The work at United Way of the Plains touch’s many people in our community, from children to the elderly, people in dire need of assistance to donors willing to help with monetary gifts and their time. Abel helps ensure we are identifying the most pressing needs in the community and delivering assistance in the most impactful ways.

Abel Frederic, United Way Vice President of Community Impact, poses with a basketball and children's book as part of a literacy campaign.

“We take very seriously our responsibility to be good stewards of the donor dollar. We must make the best choices with our donor dollars. If we aren’t being strategic with those dollars, does the community really advance? That is a question we ask ourselves a lot to make sure we hold a high standard in the services we implement. Our high standards include fairness and equity. Because of those standards and the level of professionalism we place on our work, we can help people to be the best version of themselves.”

Abel is a Kansas transplant who came from humble roots with athletic experience in wrestling and mixed martial arts. Like many, the skills he learned from high school and collegiate sports have transferred into a successful career.

“There is a discipline that comes from athletic pursuits, a perseverance that comes from being an athlete. You get really hard criticisms from coaches when you are an athlete. You have to use that feedback to grow and get better.”

At Ottawa University, Abel competed at the collegiate level while obtaining a degree in political science and government. He went on to complete a law degree from Charlotte School of Law in North Carolina. Now, he is a coach at a MMA gym in Wichita.
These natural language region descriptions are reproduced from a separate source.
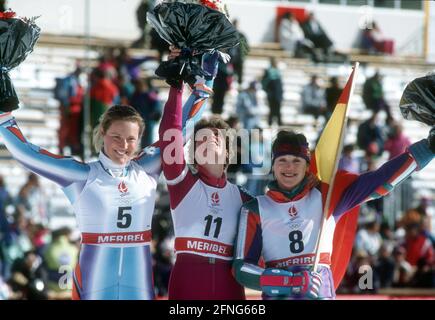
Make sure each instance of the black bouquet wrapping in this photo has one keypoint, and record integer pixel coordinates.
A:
(418, 100)
(17, 38)
(195, 29)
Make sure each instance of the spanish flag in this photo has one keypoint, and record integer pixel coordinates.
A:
(325, 165)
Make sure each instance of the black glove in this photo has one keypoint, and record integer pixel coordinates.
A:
(431, 139)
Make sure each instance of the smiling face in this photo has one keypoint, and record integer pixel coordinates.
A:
(289, 171)
(210, 146)
(121, 141)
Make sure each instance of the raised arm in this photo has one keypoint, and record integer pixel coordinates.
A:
(150, 158)
(61, 170)
(378, 183)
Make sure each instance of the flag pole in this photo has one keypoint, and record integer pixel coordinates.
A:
(331, 183)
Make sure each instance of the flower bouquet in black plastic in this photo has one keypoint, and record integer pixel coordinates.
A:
(17, 38)
(196, 27)
(418, 100)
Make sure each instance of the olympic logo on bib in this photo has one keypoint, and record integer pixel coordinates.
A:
(122, 187)
(293, 212)
(215, 198)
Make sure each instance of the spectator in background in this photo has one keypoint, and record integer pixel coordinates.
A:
(374, 42)
(384, 268)
(292, 38)
(370, 137)
(419, 249)
(272, 85)
(396, 142)
(104, 93)
(368, 239)
(107, 64)
(60, 257)
(332, 94)
(126, 89)
(347, 161)
(247, 106)
(222, 84)
(129, 66)
(416, 215)
(15, 243)
(70, 94)
(5, 200)
(29, 277)
(403, 271)
(32, 201)
(373, 95)
(313, 99)
(314, 32)
(145, 100)
(238, 53)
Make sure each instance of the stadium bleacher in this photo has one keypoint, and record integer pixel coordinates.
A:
(56, 56)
The work Abel does is motivated by creating a stronger, more inclusive community. It stems from his childhood, watching his mother, a first generation U.S. citizen, persevering through struggles.

“When my parents came here in the late 70’s, things were a certain way. I often think of what my mother had to go through. She was a woman; a black woman and she didn’t speak English. I watched her go through a lot. She was marginalized and vulnerable. I am committed to my work because it allows me to use my life experiences, and my education, to provide a resource for someone else. My mom didn’t always have resources, she had to do a lot on her own, figure it out the hard way. She sacrificed a lot for me. The sacrifices she made aren’t ones that I have to make for my son. They aren’t sacrifices I’ll ever forget. My work is a reflection of my appreciation for what she did for me.”

A Message from the CEO

“I’ve seen first hand the impact Abel is making in our community and I am grateful to have him on our team,” said Pete Najera, United Way President and CEO. “The work is hard, the hours are long and it can take a toll on anyone. But he has persevered through it all and we have a more vibrant and resilient community because of him. Thank you Abel for a great first three years.”

Abel Frederic, United Way Vice President of Community Impact, at the launch event of Serve United.